Summary: I think this trailer pretty much sums up the feeling of the entire date film, a 146-minute mood piece in in which two unnamed characters eat potatoes, struggle to open and close doors against the wind and live out their lives in isolation and hardship in a barren landscape not unlike parts of the Midwest.
Not even my watermelon costume could set the mood after that, which I say in complete tribute to the filmmaker, who managed to make each minute of his characters' lives so unredeemably miserable that the minute before seems like good times, not unlike living with teenagers.
Personally I would think that the watermelon costume would be such a shining beacon of hope in the face of a film like this that Mr. SK wouldn't be able to keep his hands off you. But that just goes to show you what I know about angsty eastern European cinema and its relative position vis a vis humble produce. (However, I would be glad to write you an abstract for a scholarly article on the subject, so long as you appreciate terms such as mise en scene.)
Posted by: MommyTime | October 14, 2011 at 11:15 AM
Subtitles? Tell me there were subtitles.
Inga: You have eaten all the cabbage.
Jan: I do not like cabbage.
Inga: Even so, you have eaten all the cabbage. Now we will surely starve.
Jan: Death is at our door. He seeks cabbage.
Inga: We have none to give him.
Jan: Perhaps we can give him watermelon instead.

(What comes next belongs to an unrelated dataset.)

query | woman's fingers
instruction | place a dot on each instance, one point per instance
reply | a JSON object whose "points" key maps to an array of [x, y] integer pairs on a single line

Inga: The watermelon all was taken by sarcastic suburban mommy bloggers for use in ironic pictures meant to illustrate their bourgeoisie midwestern sexual disaffection.
Jan: Then we will die
Posted by: Suburban Sheepdog | October 14, 2011 at 01:45 PM
Mostly there was wind, and music so forlorn it is a wonder people did not kill themselves right there in the theater. It really was a fine bit of angsty Eastern European filmmaking. But would a little bourgeois sexual innuendo have been so wrong? And some sun?